With the Stanley Rudolph angle covered, Lloyd remembered an investigatory approach so rudimentary that he knew its very simplicity was the reason he had forgotten to explore it. Cursing himself for his oversight, he drove to a pay phone and called Dutch Peltz at the Hollywood Station, asking him to go across the street to the Hollywood Municipal Court and secure a subpoena for Jack Herzog's bank records. Dutch agreed to the errand, on the proviso that Lloyd fill him in at length on the case when he came by the station to pick up the paperwork. Lloyd agreed in return and drove to Herzog's apartment house in the Valley, thinking of Linda Wilhite all the way.

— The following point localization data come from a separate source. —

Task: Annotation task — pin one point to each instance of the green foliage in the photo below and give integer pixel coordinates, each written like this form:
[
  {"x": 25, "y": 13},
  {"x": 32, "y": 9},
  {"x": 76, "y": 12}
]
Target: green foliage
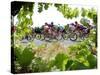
[
  {"x": 25, "y": 58},
  {"x": 92, "y": 61},
  {"x": 78, "y": 66},
  {"x": 42, "y": 6},
  {"x": 67, "y": 11},
  {"x": 84, "y": 12},
  {"x": 39, "y": 65},
  {"x": 84, "y": 21},
  {"x": 24, "y": 20},
  {"x": 60, "y": 61}
]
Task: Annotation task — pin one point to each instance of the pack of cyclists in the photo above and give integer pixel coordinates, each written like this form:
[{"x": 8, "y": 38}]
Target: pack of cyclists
[{"x": 52, "y": 30}]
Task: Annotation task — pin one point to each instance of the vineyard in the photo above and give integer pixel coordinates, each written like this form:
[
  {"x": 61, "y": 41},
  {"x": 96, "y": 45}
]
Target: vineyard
[{"x": 52, "y": 55}]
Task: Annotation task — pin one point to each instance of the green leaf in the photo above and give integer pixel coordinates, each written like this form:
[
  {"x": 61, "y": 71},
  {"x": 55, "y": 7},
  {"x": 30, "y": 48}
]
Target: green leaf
[
  {"x": 92, "y": 61},
  {"x": 25, "y": 58},
  {"x": 78, "y": 66},
  {"x": 60, "y": 61}
]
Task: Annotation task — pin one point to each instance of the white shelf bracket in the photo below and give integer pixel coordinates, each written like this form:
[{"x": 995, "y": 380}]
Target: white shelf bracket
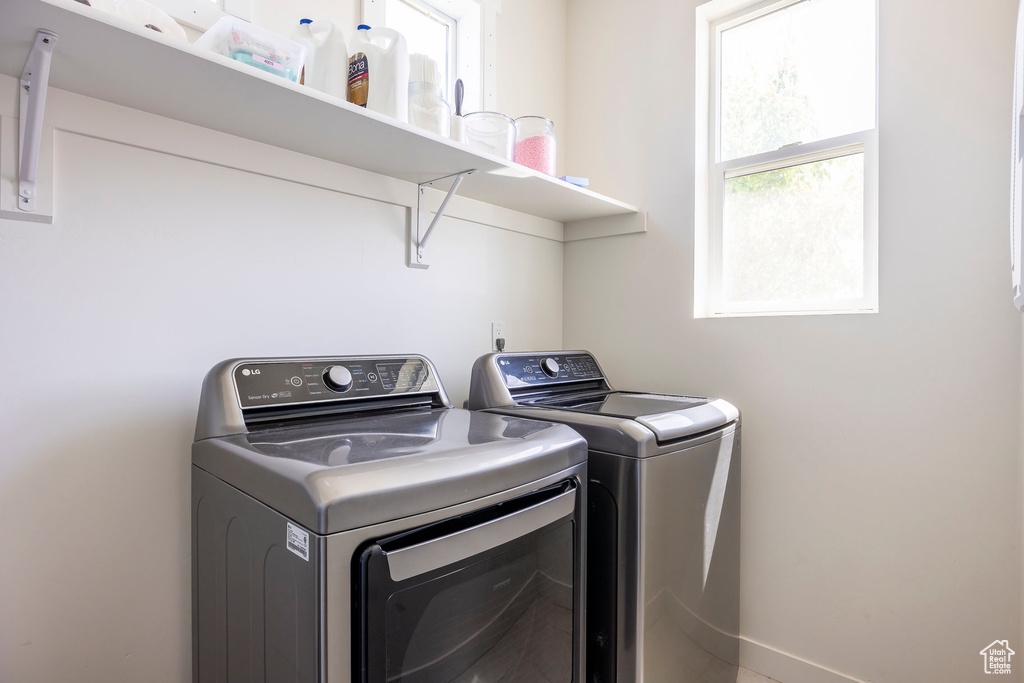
[
  {"x": 32, "y": 98},
  {"x": 418, "y": 237}
]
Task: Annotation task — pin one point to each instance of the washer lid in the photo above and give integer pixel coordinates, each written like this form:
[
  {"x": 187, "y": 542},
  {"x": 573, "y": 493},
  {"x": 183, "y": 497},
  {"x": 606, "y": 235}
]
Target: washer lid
[
  {"x": 670, "y": 417},
  {"x": 350, "y": 472}
]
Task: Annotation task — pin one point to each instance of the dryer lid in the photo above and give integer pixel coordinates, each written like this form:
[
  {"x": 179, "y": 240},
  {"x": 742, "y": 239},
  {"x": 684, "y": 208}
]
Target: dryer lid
[
  {"x": 351, "y": 472},
  {"x": 669, "y": 417}
]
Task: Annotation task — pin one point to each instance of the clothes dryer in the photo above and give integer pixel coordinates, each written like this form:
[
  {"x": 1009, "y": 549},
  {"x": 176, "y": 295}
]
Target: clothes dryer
[
  {"x": 664, "y": 514},
  {"x": 349, "y": 525}
]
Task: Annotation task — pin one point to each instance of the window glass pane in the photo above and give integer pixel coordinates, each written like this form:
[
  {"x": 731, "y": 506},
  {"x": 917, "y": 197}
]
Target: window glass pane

At Herzog's building, Lloyd went straight to the manager's apartment, flashed his badge, and asked him what bank the missing officer's rent checks were drawn on. Without hesitation, the frail old man said, "SecurityPacific, Encino branch," then launched into a spiel on how other officers had been by the previous day and had sealed the nice Mr. Herzog's nice apartment.

After thanking the manager, Lloyd drove back over the Cahuenga Pass to the Hollywood Station. He found Dutch Peltz in his office, muttering, "Yes, yes," into the telephone. Dutch looked up, drew a finger across his throat and whispered, "I.A.D." Lloyd took a chair across from him and put his feet up on the desk. Dutch muttered, "Yes, Fred, I'll tell him," and hung up. He turned to Lloyd and said, "Good news and bad news. Which would you prefer first?"

"Take your pick," Lloyd said.

Dutch smiled and poked Lloyd's crossed ankles with a pencil. "The good news is that Judge Bitowf issued your subpoena with no questions asked. Wasn't that nice of him?"

Lloyd took in Dutch's grin and raised his feet as if to kick his precious quartz bookend off the desk. "Tell me what Fred Gaffaney had to say. Omit nothing."